We leave Van for a flight to Istanbul and from there back to Heathrow. Six days in Turkey, five in the Eastern region and not a boring minute endured. However, you wouldn’t want to go alone and you wouldn’t want to go with young children. You wouldn’t want to go expecting to be waited on hand and foot (even if you are in a nominal three-star hotel, where, if you’re lucky, everything in your bathroom works). You wouldn’t want to go for the nightlife – the bars in the area are such that ‘foreign’ women are clearly viewed with suspicion and ‘foreign’ men with barely undisguised arrogance. You would want to go, however, to see a part of the world that has not yet opened its doors to thoroughly modern living, to witness a country with a historical past that is awe inspiring (most towns in this region count their respective histories in millennia not in centuries), and to experience an occasionally bewildered if evolving community that is clearly hanging between the insurgent tendencies of old and the acceptance of the new. And one more thing: to paraphrase Keanu Reeves in The Matrix: bring books, lots of books. After all, you never know when you might need the paper.
What To Do
If you plan to travel, contact your embassy or consulate in advance and enquire about current political conditions in Turkey.

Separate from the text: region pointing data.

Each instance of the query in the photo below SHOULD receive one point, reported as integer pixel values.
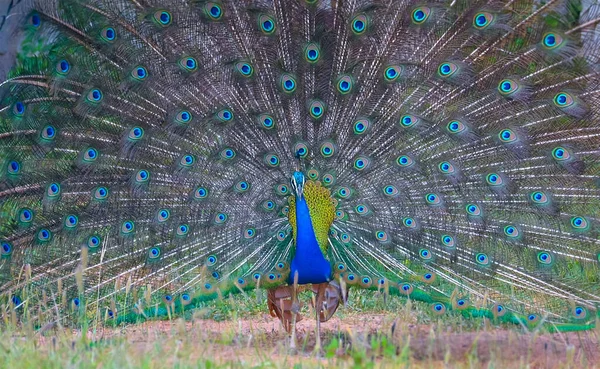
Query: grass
(236, 332)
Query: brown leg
(320, 298)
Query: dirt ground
(428, 345)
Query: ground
(351, 340)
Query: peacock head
(298, 183)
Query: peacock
(160, 154)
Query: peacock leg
(295, 310)
(280, 302)
(320, 298)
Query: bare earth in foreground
(250, 342)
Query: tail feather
(457, 139)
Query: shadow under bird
(158, 154)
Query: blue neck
(309, 262)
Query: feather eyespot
(579, 223)
(344, 84)
(25, 216)
(44, 235)
(405, 288)
(154, 252)
(390, 191)
(560, 153)
(438, 308)
(405, 161)
(220, 218)
(183, 117)
(245, 69)
(433, 199)
(163, 18)
(266, 24)
(187, 161)
(447, 69)
(328, 179)
(448, 241)
(420, 15)
(225, 115)
(456, 126)
(362, 209)
(63, 67)
(494, 179)
(281, 236)
(241, 186)
(94, 96)
(392, 72)
(544, 257)
(127, 227)
(382, 236)
(508, 87)
(227, 153)
(408, 120)
(268, 205)
(538, 197)
(163, 215)
(71, 221)
(136, 134)
(267, 121)
(409, 222)
(482, 259)
(93, 241)
(361, 126)
(90, 155)
(288, 83)
(482, 20)
(189, 64)
(139, 73)
(361, 163)
(446, 167)
(327, 149)
(213, 11)
(473, 210)
(425, 254)
(552, 40)
(48, 133)
(359, 24)
(563, 100)
(366, 282)
(272, 160)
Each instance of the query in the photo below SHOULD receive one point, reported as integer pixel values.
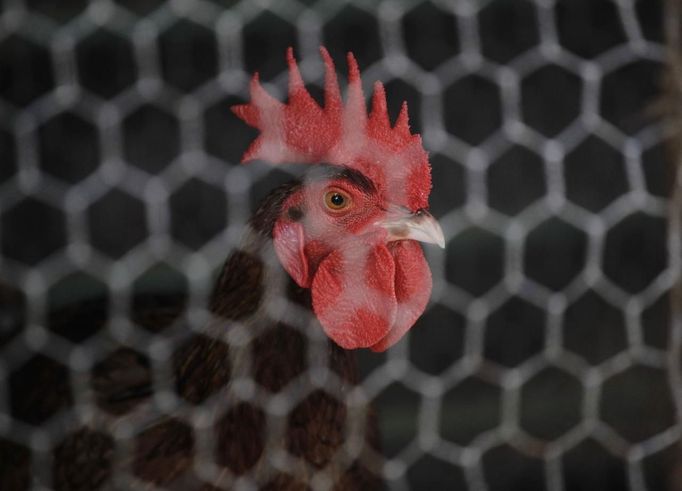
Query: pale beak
(420, 226)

The Kurdish insurgency continues in some areas, but as this seems to be diminishing, it’s becoming less of a problem. Frequent military checkpoints are a way of life in the North-Eastern region. Always carry your passport and visa.
What Not To Do
If you’re expecting Grade A service and toilet hygiene you’ll be sorely disappointed. Most towns and villages outside urban centres have the splayed feet, hole-in-the-ground squatting toilets. Do not under any circumstances – and I really mean this – look down. The Turks regard toilet paper as a dispensable luxury. You have been warned.
Eat & Drink Tip
We had six days and nights of Turkish food, which at the close of our trip left me gagging for a Big Mac and fries, washed down with a Strawberry Shake. One of only seven countries in the world which produces a surplus of food, I found it best to choose dishes that were freshly prepared (or seemed to be) and sufficiently hot. It’s also wise to make a point of eating some yoghurt every day as this will keep your digestive system free of the famous (but, alas, for some travellers, infamous) so-called Sultan’s Revenge. Not nice.